Within each farm, there were strong differences in AMR abundance and prevalence among anatomical body sites and the differences were consistent between farms. Generally, in both farms fecal samples had higher gene presence than rumen fluid samples, and DNS had the least amount of gene presence (Figure 5). Resistance types of biocides, drugs, metals, and multi-compound resistance differed between body sites on both farms. Interestingly, out of the 549 AMR genes measured via Kruskal–Wallis, 289 genes had significant differences in relative abundance among body sites on farm A, and 271 genes differed on farm B. Of those, only 75 on farm A and 20 on farm B had higher gene prevalence in either rumen fluid or DNS samples than the fecal samples, confirming that AMR prevalence is generally higher in fecal samples.

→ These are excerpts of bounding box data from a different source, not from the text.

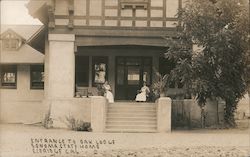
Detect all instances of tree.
[166,0,249,126]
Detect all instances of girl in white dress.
[103,81,114,103]
[135,82,150,102]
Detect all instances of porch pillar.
[48,34,75,99]
[45,34,75,128]
[157,97,171,133]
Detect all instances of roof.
[0,44,44,64]
[1,25,44,42]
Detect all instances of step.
[107,113,156,118]
[108,103,156,107]
[106,121,157,126]
[108,109,156,114]
[108,105,156,111]
[107,117,156,122]
[105,129,157,133]
[106,125,156,130]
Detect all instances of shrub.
[66,116,92,132]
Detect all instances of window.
[30,65,44,89]
[3,32,22,51]
[92,56,108,86]
[120,0,149,9]
[75,56,89,87]
[0,65,17,89]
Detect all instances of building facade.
[1,0,227,132]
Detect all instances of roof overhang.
[0,44,44,64]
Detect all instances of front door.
[115,56,152,100]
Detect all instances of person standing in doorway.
[103,81,114,103]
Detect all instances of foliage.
[166,0,249,126]
[151,69,169,95]
[66,116,92,132]
[43,111,53,129]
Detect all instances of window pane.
[126,58,141,65]
[75,56,89,87]
[1,65,17,88]
[117,66,124,85]
[31,65,44,89]
[128,66,140,85]
[143,66,151,85]
[11,39,18,49]
[3,72,16,83]
[92,56,108,86]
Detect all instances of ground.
[0,124,250,157]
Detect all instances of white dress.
[135,86,149,101]
[103,85,114,103]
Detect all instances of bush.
[66,116,92,132]
[43,111,53,129]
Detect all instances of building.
[0,25,44,123]
[1,0,226,132]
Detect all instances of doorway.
[115,56,152,100]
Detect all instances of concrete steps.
[105,102,157,132]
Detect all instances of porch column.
[48,34,75,100]
[157,97,171,133]
[45,34,75,128]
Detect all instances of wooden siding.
[52,0,184,28]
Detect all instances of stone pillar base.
[157,97,172,133]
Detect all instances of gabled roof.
[1,29,25,41]
[0,44,44,64]
[1,25,44,42]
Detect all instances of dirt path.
[0,125,250,157]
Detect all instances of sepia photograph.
[0,0,250,157]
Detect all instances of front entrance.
[115,56,152,100]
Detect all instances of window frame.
[75,55,90,87]
[120,0,149,10]
[30,64,44,90]
[2,31,23,51]
[0,65,17,89]
[91,56,109,87]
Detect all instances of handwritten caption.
[31,138,115,155]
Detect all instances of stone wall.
[0,65,45,123]
[172,99,225,128]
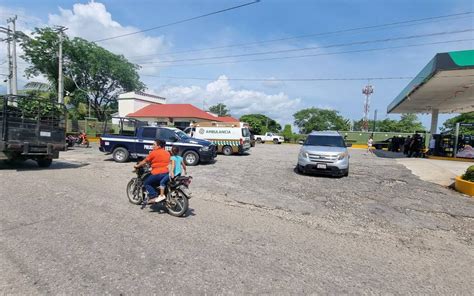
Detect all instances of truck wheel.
[36,158,53,168]
[222,146,234,155]
[112,147,130,162]
[183,150,199,166]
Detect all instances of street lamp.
[362,84,374,132]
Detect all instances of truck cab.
[0,95,66,167]
[99,119,216,166]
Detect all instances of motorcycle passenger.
[170,146,186,179]
[79,132,89,145]
[135,139,170,204]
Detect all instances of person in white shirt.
[367,137,374,152]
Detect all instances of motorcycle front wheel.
[127,178,143,205]
[165,190,189,217]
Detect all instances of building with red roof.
[127,104,239,128]
[118,91,239,129]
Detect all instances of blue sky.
[0,0,474,127]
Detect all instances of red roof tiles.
[127,104,238,122]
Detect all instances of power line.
[94,0,260,42]
[142,75,474,82]
[129,11,474,58]
[135,29,474,65]
[143,38,474,68]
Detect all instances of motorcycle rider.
[135,139,171,204]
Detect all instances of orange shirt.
[146,148,171,175]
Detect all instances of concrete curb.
[454,176,474,197]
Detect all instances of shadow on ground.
[150,203,196,218]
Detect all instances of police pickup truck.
[99,121,217,166]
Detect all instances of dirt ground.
[0,144,474,295]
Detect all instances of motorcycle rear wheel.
[165,190,189,217]
[127,178,143,205]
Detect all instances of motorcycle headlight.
[337,152,348,160]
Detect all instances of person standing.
[429,137,436,155]
[403,136,411,156]
[367,136,374,152]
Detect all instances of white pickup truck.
[255,133,285,144]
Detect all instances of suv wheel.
[112,147,130,162]
[222,146,234,155]
[296,164,304,174]
[183,150,199,166]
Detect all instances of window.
[304,135,346,147]
[242,127,250,137]
[142,127,156,140]
[158,128,176,142]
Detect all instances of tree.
[282,124,293,142]
[209,103,230,116]
[21,28,145,120]
[441,111,474,135]
[293,108,350,134]
[240,114,281,135]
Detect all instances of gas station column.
[430,109,439,135]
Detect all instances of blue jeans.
[145,173,170,198]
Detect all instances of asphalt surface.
[0,144,474,295]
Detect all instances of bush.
[462,165,474,182]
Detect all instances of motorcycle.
[66,133,89,148]
[127,167,192,217]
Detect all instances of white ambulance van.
[184,122,250,155]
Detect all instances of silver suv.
[297,131,350,177]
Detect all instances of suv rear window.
[242,127,250,137]
[303,135,346,147]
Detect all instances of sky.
[0,0,474,127]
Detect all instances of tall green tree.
[240,114,281,135]
[21,28,145,120]
[209,103,230,116]
[441,112,474,135]
[293,108,350,134]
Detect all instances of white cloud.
[262,77,285,88]
[157,75,301,124]
[48,1,169,74]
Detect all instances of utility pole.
[57,26,67,104]
[7,15,18,95]
[372,109,377,133]
[0,25,12,95]
[362,84,374,132]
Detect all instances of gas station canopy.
[387,50,474,113]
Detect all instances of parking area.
[0,145,474,294]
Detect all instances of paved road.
[0,145,474,295]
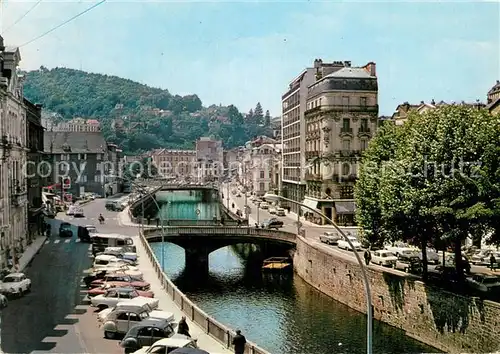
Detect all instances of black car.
[59,222,73,237]
[260,218,284,230]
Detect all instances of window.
[342,118,351,131]
[361,139,368,151]
[342,139,351,151]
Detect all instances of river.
[151,193,439,354]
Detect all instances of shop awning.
[335,202,356,214]
[301,198,318,213]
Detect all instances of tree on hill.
[356,106,500,282]
[24,67,271,153]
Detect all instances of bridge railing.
[139,228,270,354]
[144,226,297,243]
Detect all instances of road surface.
[1,199,127,354]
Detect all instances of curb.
[19,236,47,272]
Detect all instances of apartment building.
[24,98,48,240]
[151,149,197,180]
[281,59,346,213]
[196,137,224,181]
[0,42,31,268]
[303,61,379,226]
[240,137,281,196]
[44,131,110,197]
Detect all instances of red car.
[87,282,154,297]
[90,274,150,290]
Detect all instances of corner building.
[303,61,379,226]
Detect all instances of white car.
[372,250,398,267]
[0,273,31,296]
[90,288,160,310]
[134,337,198,354]
[337,236,361,251]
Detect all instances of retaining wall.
[139,232,270,354]
[293,236,500,353]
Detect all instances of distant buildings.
[44,131,122,196]
[196,137,224,181]
[151,149,197,179]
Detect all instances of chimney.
[364,61,377,76]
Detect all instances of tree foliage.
[24,67,272,153]
[356,106,500,274]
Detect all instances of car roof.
[152,337,193,348]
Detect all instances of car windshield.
[3,275,21,283]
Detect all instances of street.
[2,199,130,354]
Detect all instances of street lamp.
[264,193,373,354]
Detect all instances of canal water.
[151,195,438,354]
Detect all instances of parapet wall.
[293,236,500,353]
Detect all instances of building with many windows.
[151,149,197,180]
[303,62,378,226]
[281,59,350,212]
[196,137,224,181]
[0,42,31,268]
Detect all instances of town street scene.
[0,0,500,354]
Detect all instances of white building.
[0,42,28,268]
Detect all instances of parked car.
[59,222,73,237]
[372,250,398,267]
[134,337,200,354]
[90,274,151,290]
[120,318,182,353]
[90,288,160,310]
[319,231,342,245]
[87,283,155,299]
[0,273,31,296]
[466,274,500,295]
[394,254,422,274]
[276,208,285,216]
[260,218,284,230]
[337,236,361,251]
[98,303,174,339]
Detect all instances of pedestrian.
[364,249,372,265]
[177,316,191,337]
[490,253,497,270]
[233,329,247,354]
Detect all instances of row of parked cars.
[83,234,212,354]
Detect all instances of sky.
[0,0,500,116]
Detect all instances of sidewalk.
[128,216,232,354]
[18,236,47,272]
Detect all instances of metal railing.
[139,233,270,354]
[143,226,297,244]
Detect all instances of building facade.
[44,131,109,200]
[0,42,30,268]
[281,59,348,213]
[303,61,378,226]
[24,99,48,240]
[151,149,197,180]
[196,137,224,181]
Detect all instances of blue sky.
[0,0,500,116]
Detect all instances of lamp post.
[264,193,373,354]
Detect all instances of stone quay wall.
[293,236,500,353]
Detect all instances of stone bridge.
[144,226,296,273]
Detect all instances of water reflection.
[152,244,437,354]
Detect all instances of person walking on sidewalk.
[233,329,247,354]
[177,316,191,337]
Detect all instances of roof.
[325,68,375,79]
[43,131,107,154]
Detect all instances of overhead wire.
[19,0,107,48]
[2,0,42,34]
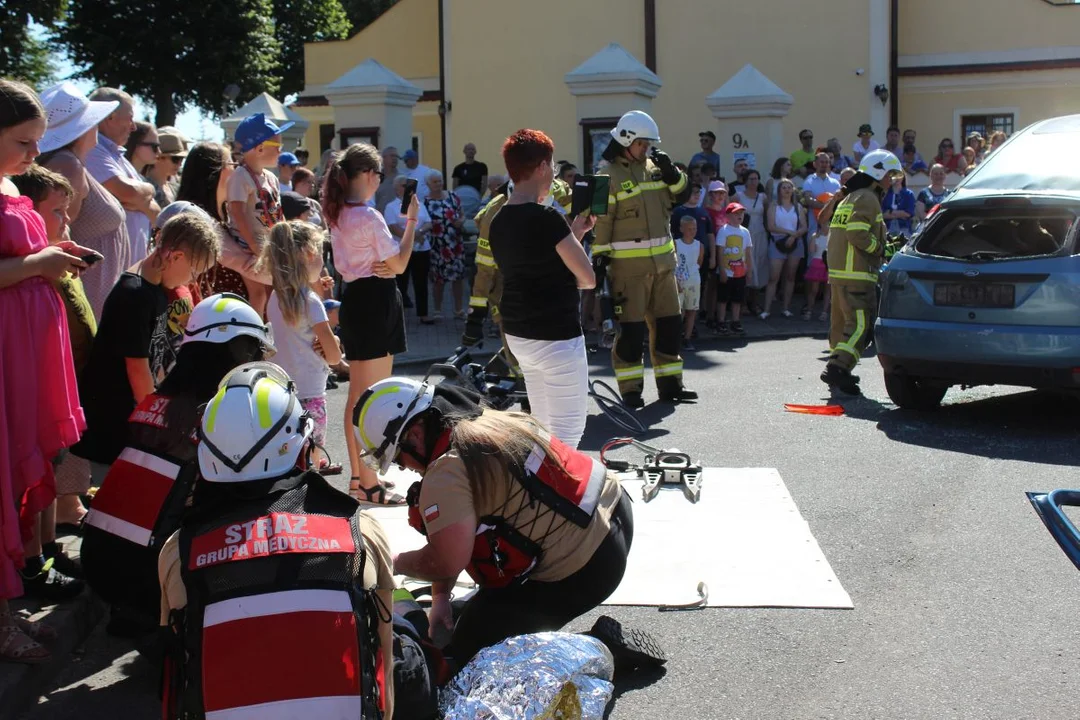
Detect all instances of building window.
[959,112,1016,142]
[581,118,619,174]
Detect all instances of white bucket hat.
[38,82,120,152]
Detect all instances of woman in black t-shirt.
[488,130,596,447]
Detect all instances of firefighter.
[159,363,393,720]
[81,293,272,639]
[355,378,664,667]
[821,150,904,395]
[593,110,698,408]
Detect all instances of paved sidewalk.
[394,310,828,367]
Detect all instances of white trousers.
[507,335,589,448]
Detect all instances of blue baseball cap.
[233,112,296,158]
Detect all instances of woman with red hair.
[488,130,596,448]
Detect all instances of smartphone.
[402,179,417,217]
[570,175,611,216]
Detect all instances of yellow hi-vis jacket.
[469,179,572,312]
[828,188,886,285]
[593,157,688,266]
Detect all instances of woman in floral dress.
[423,171,465,320]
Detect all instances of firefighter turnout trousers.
[828,283,877,370]
[608,256,683,396]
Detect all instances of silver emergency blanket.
[438,633,615,720]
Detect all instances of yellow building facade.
[293,0,1080,174]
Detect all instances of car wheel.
[885,372,948,410]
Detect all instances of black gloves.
[652,150,681,185]
[461,307,487,348]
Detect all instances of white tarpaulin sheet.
[372,467,853,608]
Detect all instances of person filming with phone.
[488,130,596,448]
[593,110,698,408]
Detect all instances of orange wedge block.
[784,403,843,416]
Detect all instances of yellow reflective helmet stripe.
[356,385,402,448]
[206,388,226,433]
[255,378,280,430]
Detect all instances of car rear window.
[915,207,1077,261]
[961,128,1080,192]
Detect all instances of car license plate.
[934,283,1016,308]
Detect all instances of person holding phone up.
[488,130,596,448]
[593,110,698,408]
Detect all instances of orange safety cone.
[784,403,843,416]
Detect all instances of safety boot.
[821,363,863,395]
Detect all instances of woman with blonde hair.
[258,220,341,468]
[355,378,663,667]
[323,142,420,505]
[760,178,807,320]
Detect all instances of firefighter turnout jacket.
[828,188,886,285]
[593,157,688,264]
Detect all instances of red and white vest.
[174,476,389,720]
[409,433,607,587]
[85,394,193,547]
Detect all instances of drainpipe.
[645,0,657,72]
[889,0,900,126]
[438,0,449,177]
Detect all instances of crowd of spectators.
[672,123,1005,336]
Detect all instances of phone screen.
[570,175,611,216]
[402,179,417,211]
[592,175,611,215]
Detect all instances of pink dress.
[0,194,86,598]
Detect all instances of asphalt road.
[23,339,1080,720]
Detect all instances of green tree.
[273,0,352,96]
[341,0,397,35]
[56,0,282,125]
[0,0,65,90]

Figure 5. AMR gene distribution across farms and anatomical sites. UpSet plot of AMR gene distribution in each farm and anatomical site. Of the 549 AMR genes detected, 67 are found only in farm A fecal samples and 59 are only in farm A rumen fluid samples. The intersections of gene combinations are shown in the dot matrix and vertical bar plot. The set size (number of genes in each set) is shown in the horizontal gray bar plot. Most genes were detected in fecal and rumen fluid samples compared to DNS samples.
Metagenome Functional Annotation
The median number of unique functions identified by the mi-faser for each sampling site by farm is reported in Table 2. A greater number of unique functions were identified in fecal samples from farm B (P = 0.05). Still, no difference in functional annotation was detected in reads from rumen fluid or DNS samples between farms.
Table 2. Median number of unique functions identified per metagenome, by farm and sampling site [feces, rumen fluid, or nasopharyngeal swab (DNS)].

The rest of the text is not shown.